In the United States, whether you’re running a restaurant, a spa, or a logistics company, establishing a strong business credit history is crucial as it serves as a key pillar for the growth and security of your enterprise.
A robust business credit history can help your business secure loans and credit lines for expansion, payroll, and supply purchases, often at lower interest rates and insurance premiums.
Here, we will provide an overview of the fundamental steps involved in establishing business credit efficiently.
01. What is Business Credit
Think of it this way: just as individuals may buy something without immediate cash on hand using a credit card and then pay in installments, businesses often need to borrow money for purchases or services. However, borrowing typically requires some form of assurance, much like banks require individuals to have stable income when using credit cards. For businesses, this assurance comes in the form of business credit.
Similar to how individuals have credit scores that reflect their repayment history, businesses also have credit scores that assess their ability to repay. A high business credit score makes it more likely for a business to obtain loan opportunities when needed.
02. Credit Scores Businesses Need
Business loan providers typically consider credit scores between 640 and 700 as good but not excellent. SBA and traditional loans typically require a credit score of 680.
03. How to Build Business Credit
Register Your Company:
If you haven’t already, establish a legitimate business entity, such as a Limited Liability Company (LLC) or Corporation. This creates a clear separation between your personal and business finances, which is essential for building business credit.
Obtain an Employer Identification Number (EIN):
An EIN is similar to a social security number for your business. It’s necessary for opening a business bank account and building credit.
Open a Business Bank Account:
Choose a bank that offers business accounts.
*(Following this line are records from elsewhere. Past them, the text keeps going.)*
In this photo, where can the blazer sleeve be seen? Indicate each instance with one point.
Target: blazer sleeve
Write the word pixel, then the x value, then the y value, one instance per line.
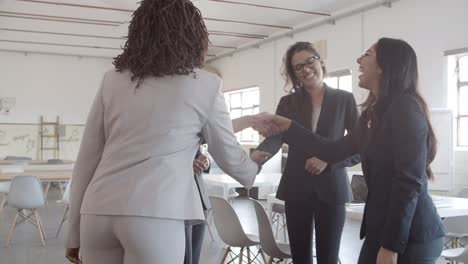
pixel 409 131
pixel 273 144
pixel 224 148
pixel 351 121
pixel 207 158
pixel 325 149
pixel 89 156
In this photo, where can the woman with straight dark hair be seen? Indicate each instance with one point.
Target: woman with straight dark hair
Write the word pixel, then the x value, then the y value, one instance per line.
pixel 397 145
pixel 133 187
pixel 314 191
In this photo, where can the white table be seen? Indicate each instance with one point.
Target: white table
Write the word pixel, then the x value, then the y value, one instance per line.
pixel 446 206
pixel 227 182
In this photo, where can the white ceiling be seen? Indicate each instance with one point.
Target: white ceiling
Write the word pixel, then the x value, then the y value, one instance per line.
pixel 97 27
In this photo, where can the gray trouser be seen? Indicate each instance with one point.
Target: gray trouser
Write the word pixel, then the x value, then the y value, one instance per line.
pixel 194 234
pixel 130 240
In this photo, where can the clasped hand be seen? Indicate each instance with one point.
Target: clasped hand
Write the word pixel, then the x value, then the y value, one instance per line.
pixel 269 125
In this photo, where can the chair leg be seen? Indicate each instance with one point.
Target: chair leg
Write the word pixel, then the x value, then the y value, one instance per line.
pixel 225 255
pixel 285 231
pixel 40 224
pixel 64 218
pixel 39 227
pixel 46 191
pixel 241 254
pixel 263 255
pixel 209 219
pixel 10 234
pixel 277 227
pixel 2 205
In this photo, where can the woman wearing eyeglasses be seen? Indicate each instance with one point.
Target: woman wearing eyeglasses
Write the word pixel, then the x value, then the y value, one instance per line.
pixel 314 191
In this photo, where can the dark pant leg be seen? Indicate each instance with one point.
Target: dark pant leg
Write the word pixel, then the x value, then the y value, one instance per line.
pixel 422 253
pixel 329 221
pixel 188 243
pixel 198 232
pixel 369 252
pixel 299 215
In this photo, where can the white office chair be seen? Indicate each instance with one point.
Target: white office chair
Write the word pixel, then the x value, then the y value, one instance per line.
pixel 217 191
pixel 459 255
pixel 26 195
pixel 457 229
pixel 5 185
pixel 231 232
pixel 278 252
pixel 66 201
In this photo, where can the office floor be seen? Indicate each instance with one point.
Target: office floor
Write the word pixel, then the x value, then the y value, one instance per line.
pixel 26 247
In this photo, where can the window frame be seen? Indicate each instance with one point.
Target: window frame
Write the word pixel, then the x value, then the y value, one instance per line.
pixel 460 85
pixel 256 105
pixel 339 75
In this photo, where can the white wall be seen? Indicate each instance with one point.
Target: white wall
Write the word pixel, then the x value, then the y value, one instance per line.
pixel 430 26
pixel 50 85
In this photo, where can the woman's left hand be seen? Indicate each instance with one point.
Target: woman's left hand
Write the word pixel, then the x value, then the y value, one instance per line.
pixel 315 166
pixel 200 164
pixel 386 256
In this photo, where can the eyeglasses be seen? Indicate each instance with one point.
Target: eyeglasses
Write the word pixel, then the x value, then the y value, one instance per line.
pixel 309 63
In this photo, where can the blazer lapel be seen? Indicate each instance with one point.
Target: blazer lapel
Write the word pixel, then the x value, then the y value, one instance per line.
pixel 325 112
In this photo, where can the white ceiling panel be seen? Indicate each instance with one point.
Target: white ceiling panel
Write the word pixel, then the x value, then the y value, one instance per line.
pixel 96 27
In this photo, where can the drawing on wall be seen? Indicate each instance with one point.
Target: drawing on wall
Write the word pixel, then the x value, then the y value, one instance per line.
pixel 3 138
pixel 74 137
pixel 23 140
pixel 26 140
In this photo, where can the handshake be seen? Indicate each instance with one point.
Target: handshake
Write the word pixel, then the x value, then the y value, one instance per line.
pixel 269 125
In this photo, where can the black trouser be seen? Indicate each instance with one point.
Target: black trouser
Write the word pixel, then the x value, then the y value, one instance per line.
pixel 415 253
pixel 193 242
pixel 329 221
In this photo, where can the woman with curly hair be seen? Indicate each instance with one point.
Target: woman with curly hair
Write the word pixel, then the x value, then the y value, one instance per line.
pixel 133 186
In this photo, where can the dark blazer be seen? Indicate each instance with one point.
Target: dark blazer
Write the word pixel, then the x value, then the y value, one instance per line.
pixel 338 114
pixel 399 209
pixel 201 185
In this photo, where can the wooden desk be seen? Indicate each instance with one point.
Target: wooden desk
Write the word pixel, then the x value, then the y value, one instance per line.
pixel 446 206
pixel 44 176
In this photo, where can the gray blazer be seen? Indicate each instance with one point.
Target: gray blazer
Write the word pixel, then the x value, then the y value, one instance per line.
pixel 138 146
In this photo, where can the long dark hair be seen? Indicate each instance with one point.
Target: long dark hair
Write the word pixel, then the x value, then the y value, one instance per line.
pixel 398 62
pixel 292 83
pixel 165 37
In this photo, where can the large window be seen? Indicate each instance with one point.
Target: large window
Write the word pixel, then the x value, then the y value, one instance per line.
pixel 244 102
pixel 458 95
pixel 340 80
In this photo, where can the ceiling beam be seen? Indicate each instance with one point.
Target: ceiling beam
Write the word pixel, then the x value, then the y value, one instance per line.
pixel 63 17
pixel 222 47
pixel 235 34
pixel 26 52
pixel 246 23
pixel 131 11
pixel 57 44
pixel 314 24
pixel 60 33
pixel 58 20
pixel 271 7
pixel 77 5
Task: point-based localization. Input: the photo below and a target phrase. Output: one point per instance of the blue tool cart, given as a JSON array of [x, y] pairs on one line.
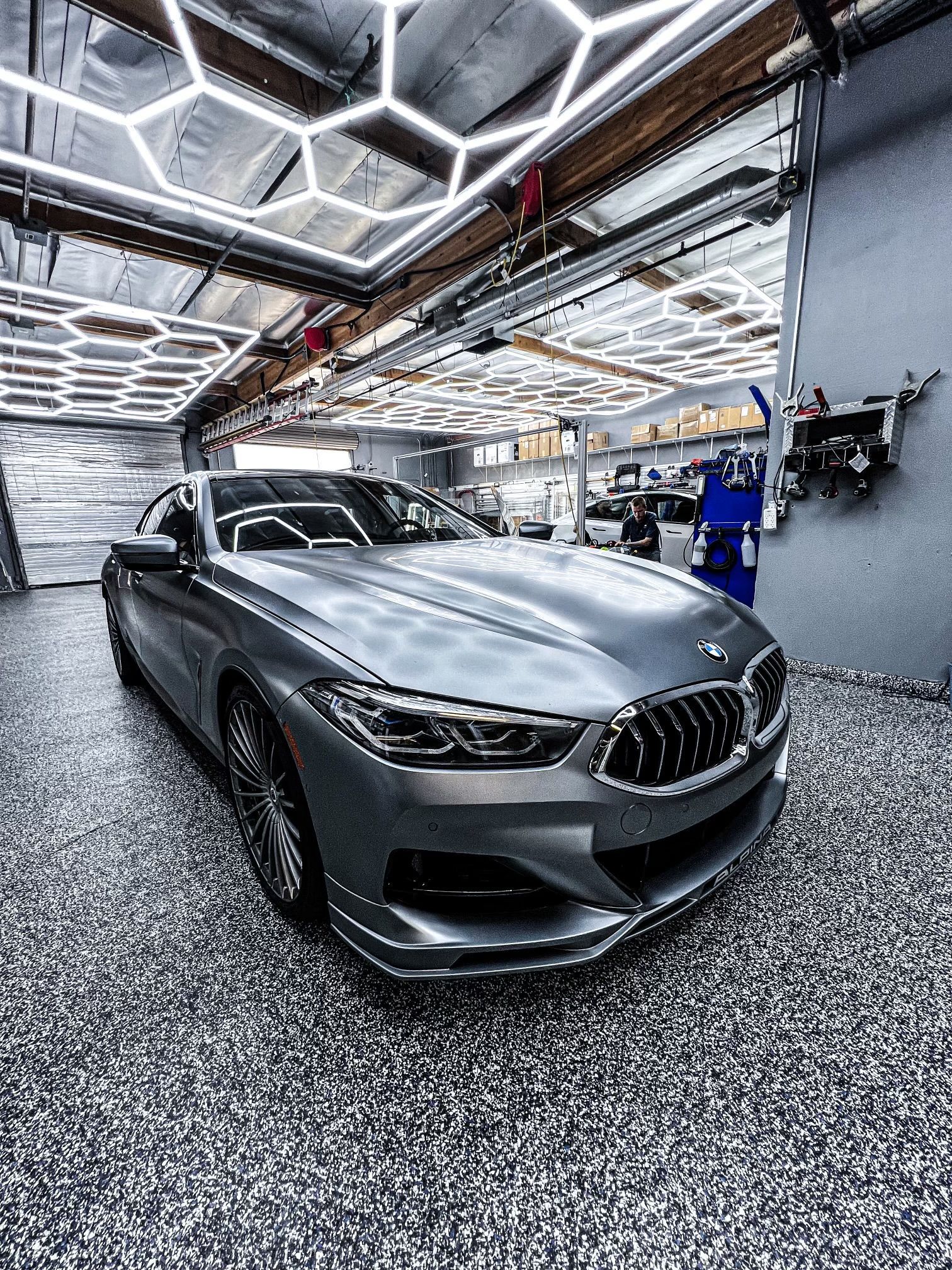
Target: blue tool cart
[[730, 500]]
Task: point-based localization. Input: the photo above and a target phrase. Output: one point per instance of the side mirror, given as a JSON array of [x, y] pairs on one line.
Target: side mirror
[[149, 554], [538, 530]]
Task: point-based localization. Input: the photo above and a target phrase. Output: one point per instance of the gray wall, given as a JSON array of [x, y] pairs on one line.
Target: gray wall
[[618, 428], [867, 583]]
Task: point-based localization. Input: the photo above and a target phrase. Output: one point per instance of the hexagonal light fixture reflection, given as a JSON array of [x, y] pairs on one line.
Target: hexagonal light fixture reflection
[[655, 335], [59, 369], [518, 140]]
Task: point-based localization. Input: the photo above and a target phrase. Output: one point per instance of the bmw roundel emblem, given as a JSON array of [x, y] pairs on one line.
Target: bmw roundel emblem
[[714, 651]]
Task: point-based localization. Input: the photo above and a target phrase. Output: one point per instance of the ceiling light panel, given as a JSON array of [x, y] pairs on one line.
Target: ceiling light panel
[[538, 385], [676, 21], [72, 357], [663, 335], [422, 412]]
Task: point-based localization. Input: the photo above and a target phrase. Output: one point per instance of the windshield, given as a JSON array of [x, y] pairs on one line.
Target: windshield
[[278, 512]]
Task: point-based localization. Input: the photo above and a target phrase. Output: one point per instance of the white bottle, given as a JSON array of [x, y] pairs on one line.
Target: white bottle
[[697, 556], [748, 551]]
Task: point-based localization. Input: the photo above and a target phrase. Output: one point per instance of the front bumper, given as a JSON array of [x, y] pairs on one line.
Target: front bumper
[[558, 825]]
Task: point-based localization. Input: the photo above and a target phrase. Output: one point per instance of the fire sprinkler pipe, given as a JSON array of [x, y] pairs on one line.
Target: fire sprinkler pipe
[[861, 21]]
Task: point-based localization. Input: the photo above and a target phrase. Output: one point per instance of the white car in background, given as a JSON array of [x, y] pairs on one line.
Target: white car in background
[[603, 521]]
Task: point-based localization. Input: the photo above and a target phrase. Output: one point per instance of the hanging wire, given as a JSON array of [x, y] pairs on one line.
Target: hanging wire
[[583, 431]]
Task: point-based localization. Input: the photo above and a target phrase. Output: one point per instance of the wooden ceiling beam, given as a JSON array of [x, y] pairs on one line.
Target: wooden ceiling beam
[[681, 105]]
Use this account exclusively for business transactions to establish clear financial records.
Apply for a D-U-N-S Number:
A D-U-N-S number is your business’s unique identifier. Credit agencies use it to track your business’s credit history. You can apply for a D-U-N-S number from Dun & Bradstreet.
Start Small to Build Credit:
Begin by applying for a business credit card. Look for ones designed for small businesses that report to business credit agencies. Make small purchases and pay the bills on time.
Establish Credit Lines with Suppliers:
Work with several suppliers/vendors (at least five) to build credit for your organization to use for purchases. Ask them to report your payment history to credit bureaus.
Pay Bills On Time:
Timely payments are crucial for building a positive credit history. Pay all bills, including loans, credit cards, and supplier invoices, by their due dates.
Monitor Credit Reports:
Regularly check your business credit reports from major credit agencies like Dun & Bradstreet, Experian, and Equifax. Ensure the information is accurate and correct any errors promptly.
04. Insights from EZ Capital Financing
Building a business credit score and rating for a small business is not an overnight task. According to experts, it can take three years or even longer, though some creditors might only require one year. Therefore, as a small business, follow the outlined steps to establish and enhance your business credit. Maintaining a high score and rating will serve as an accelerator on your business’s path to future success!